The learned trial Judge may be right in his evaluation. He may be wrong. How else will this court know the strength of his evaluation and conclusions without reading the evidence of DW2 and DW3. It is difficult to support the position taken by learned Senior Advocate without doing injustice to the appellants.”

This decision cannot, in my view, be faulted. The portion of the judgment of the Court of Appeal quoted above has adequately dealt with every point in agitation. I do not intend to repeat here what the court below said. Suffice it to say that DW3 and DW4 gave traditional evidence bearing in mind the submission of learned senior counsel for

the appellants that the defendants/respondents’ witnesses did not give evidence of traditional history. This contention runs counter to the views of the learned trial Judge.

This is so because with regard to exhibit Dl tendered by DW4, the learned trial Judge said:

“What is more, exhibit D1 tendered by the defendants created a big hole in their traditional evidence. ”

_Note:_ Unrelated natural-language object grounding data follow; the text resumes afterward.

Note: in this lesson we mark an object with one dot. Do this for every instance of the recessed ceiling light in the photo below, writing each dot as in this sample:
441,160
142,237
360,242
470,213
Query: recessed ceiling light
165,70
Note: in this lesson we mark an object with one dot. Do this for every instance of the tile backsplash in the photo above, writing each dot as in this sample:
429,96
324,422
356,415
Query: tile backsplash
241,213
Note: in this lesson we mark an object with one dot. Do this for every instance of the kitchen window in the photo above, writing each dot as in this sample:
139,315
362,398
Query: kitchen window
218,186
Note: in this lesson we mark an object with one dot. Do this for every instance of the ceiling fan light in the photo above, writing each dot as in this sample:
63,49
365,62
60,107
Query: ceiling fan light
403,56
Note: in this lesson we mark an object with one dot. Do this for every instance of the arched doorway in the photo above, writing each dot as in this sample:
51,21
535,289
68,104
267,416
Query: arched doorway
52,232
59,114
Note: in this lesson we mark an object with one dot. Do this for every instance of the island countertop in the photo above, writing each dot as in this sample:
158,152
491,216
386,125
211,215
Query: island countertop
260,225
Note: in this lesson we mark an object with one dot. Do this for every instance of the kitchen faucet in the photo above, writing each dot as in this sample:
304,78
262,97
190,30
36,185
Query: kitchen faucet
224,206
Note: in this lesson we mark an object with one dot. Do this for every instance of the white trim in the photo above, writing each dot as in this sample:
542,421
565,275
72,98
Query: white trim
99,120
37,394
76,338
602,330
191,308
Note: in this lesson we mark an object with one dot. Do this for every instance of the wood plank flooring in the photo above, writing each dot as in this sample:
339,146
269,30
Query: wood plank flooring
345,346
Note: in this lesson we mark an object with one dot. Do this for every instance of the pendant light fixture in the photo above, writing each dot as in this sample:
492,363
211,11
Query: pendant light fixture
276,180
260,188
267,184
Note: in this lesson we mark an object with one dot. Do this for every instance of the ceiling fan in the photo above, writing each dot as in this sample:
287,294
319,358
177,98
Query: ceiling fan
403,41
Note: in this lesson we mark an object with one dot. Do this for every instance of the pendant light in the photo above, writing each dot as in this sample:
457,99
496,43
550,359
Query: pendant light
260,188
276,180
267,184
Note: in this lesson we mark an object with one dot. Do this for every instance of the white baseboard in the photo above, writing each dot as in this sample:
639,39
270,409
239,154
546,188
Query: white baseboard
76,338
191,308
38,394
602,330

It can be seen clearly that the learned trial Judge held that the defendants, respondents herein gave traditional evidence. Indeed, the summarized evidence of DW2 and DW3 by the learned trial Judge shows that these witnesses gave evidence of traditional history of the land in question. The question I am unable to answer is whether the summary made by the learned trial Judge is a Correct and true reflection of the testimonies of DW1, DW2, DW3 and DW4. I think it is risky and presumptuous to assume that the evidence of these defence witnesses is irrelevant to the proper and just determination of this case. To come to a decision one way or the other, it is vitally important for the court below and this court to see and read for ourselves the evidence of these witnesses.

In the circumstance where the entire evidence called by a party is missing in the compiled record of appeal, it will be difficult if not impossible to say with certainty that there has been no miscarriage of justice. In the absence of such evidence, I am unable to hold that the trial Judge clearly comprehended the entire case and came to a conclusion which is abundantly supported by the evidence. In the circumstances, I find myself unable to support the judgment of the trial court. It is my view that this is a proper case for an order for retrial. See Fadlallah v. Arewa iles Ltd. (1997) 8 NWLR (Pt. 518)546.

In the result, I hold that the court below was right when it remitted the case to the Delta State High Court for another trial.

This appeal therefore in my view has no merit. I accordingly dismiss it and affirm the judgment of the Court of Appeal delivered on 4 April 2001. The respondents are entitled to costs of N10,000.00 against the appellants.